Sway aerodynamics of urban tree in response to strong winds

Abstract

This study examines the sway aerodynamics of a Delonix regia (Flame of Forest), a common urban tree species, at the University of Hong Kong campus. The study area is proximal to the central business district. The sway aerodynamics is quantified in time-domain and frequency-domain. The trunk and four branches were selected for monitoring during a four-day period of tropical-cyclone strike. Three branches bear structural defects which includes crossing, cavity and open wound.

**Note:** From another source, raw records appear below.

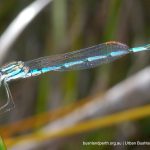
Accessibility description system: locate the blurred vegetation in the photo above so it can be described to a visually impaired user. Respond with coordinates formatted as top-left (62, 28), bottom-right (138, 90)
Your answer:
top-left (0, 0), bottom-right (150, 149)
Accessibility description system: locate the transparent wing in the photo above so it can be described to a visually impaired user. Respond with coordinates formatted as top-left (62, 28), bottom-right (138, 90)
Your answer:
top-left (25, 42), bottom-right (129, 72)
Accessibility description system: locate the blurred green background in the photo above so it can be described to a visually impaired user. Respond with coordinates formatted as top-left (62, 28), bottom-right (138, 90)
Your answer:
top-left (0, 0), bottom-right (150, 150)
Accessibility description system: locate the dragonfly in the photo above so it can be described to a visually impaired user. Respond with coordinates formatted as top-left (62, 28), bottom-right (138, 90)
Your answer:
top-left (0, 41), bottom-right (150, 113)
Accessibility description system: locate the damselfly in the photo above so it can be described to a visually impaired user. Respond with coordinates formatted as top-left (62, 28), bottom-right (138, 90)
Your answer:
top-left (0, 41), bottom-right (150, 113)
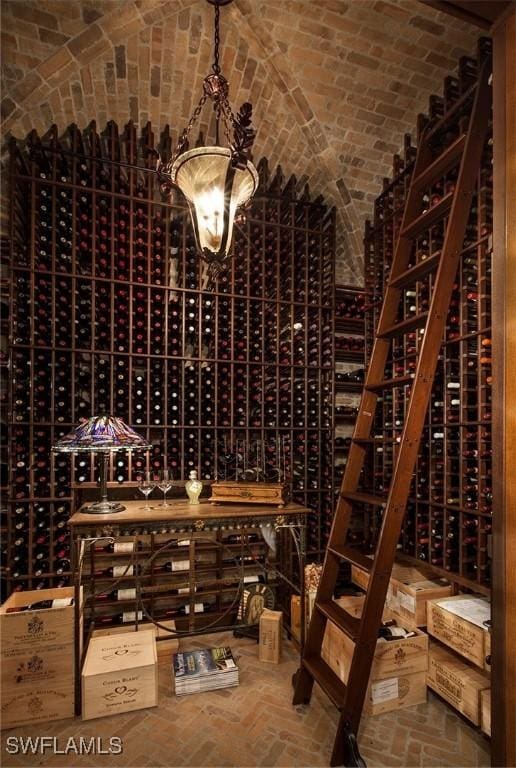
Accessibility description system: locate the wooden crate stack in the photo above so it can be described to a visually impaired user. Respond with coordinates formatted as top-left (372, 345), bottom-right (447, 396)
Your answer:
top-left (427, 595), bottom-right (491, 736)
top-left (0, 587), bottom-right (75, 728)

Wind exerts a wide range of impacts on trees. Sway aerodynamics measure the response of various parts of a tree to wind. Most studies covered trees growing in natural landscape and coniferous species in the mid-latitude. Trees growing in urban landscape have received little attention. The sway aerodynamics of deciduous species, particularly in the tropics, is inadequately understood. The effects of physical compromises on sway aerodynamics of the branches demand research.

Wind speed was measured by an ultrasonic anemometer. Tree Motion Sensor(TMS), a precision electronic transducer, measured the three-dimensional sway motion. TMS were mounted at two positions on each sampled branch. Data were analyzed with interpolation which enhanced the time-series resolution. The original time-series data was converted to amplitude which offered an effective approach for Fast Fourier Transform to prepare the data for frequency-domain analysis.

The computation procedure of amplitude served to suppress the effect of remnant sway motion and the delay between two signals. The amplitude approach provided a sensitive monitoring of sway response to wind, and differentiate the sway characteristics of different branches. The difference is attributed to variations in branch dimension and configuration. Sway amplitude is greater at further distance from branch base, with more slender growth form and during greater wind amplitude. Physical compromise did not bring discernible response in sway amplitude.

The natural frequency of the monitored branches was estimated to be 0.5 ̶ 0.6 Hz. With frequency-domain analysis, the role of mass and foliage distribution in sway aerodynamics was identified. Sway frequency at different positions on a branch might differ, and they were mainly positively related. Branch dimension is generally related to sway frequency, but the relationship could be positive or negative along different sway-motion axes. Physical compromise was not related to sway frequency. Frequency-domain analysis can be applied to wind speed. Wind frequency could not explain variations in sway frequency. The urban-fabric effect on wind frequency demands more exploration. Sway aerodynamics can add a new dimension to urban tree-risk assessment. Frequency-domain and the amplitude-approach time-domain analyses can supplement the widely used visual tree assessment. The tolerance level of physical compromises can be established with a firm and objective scientific basis. Because wind frequency may influence sway aerodynamics, tree-stability assessment may incorporate the evaluation of wind environment around the subject trees.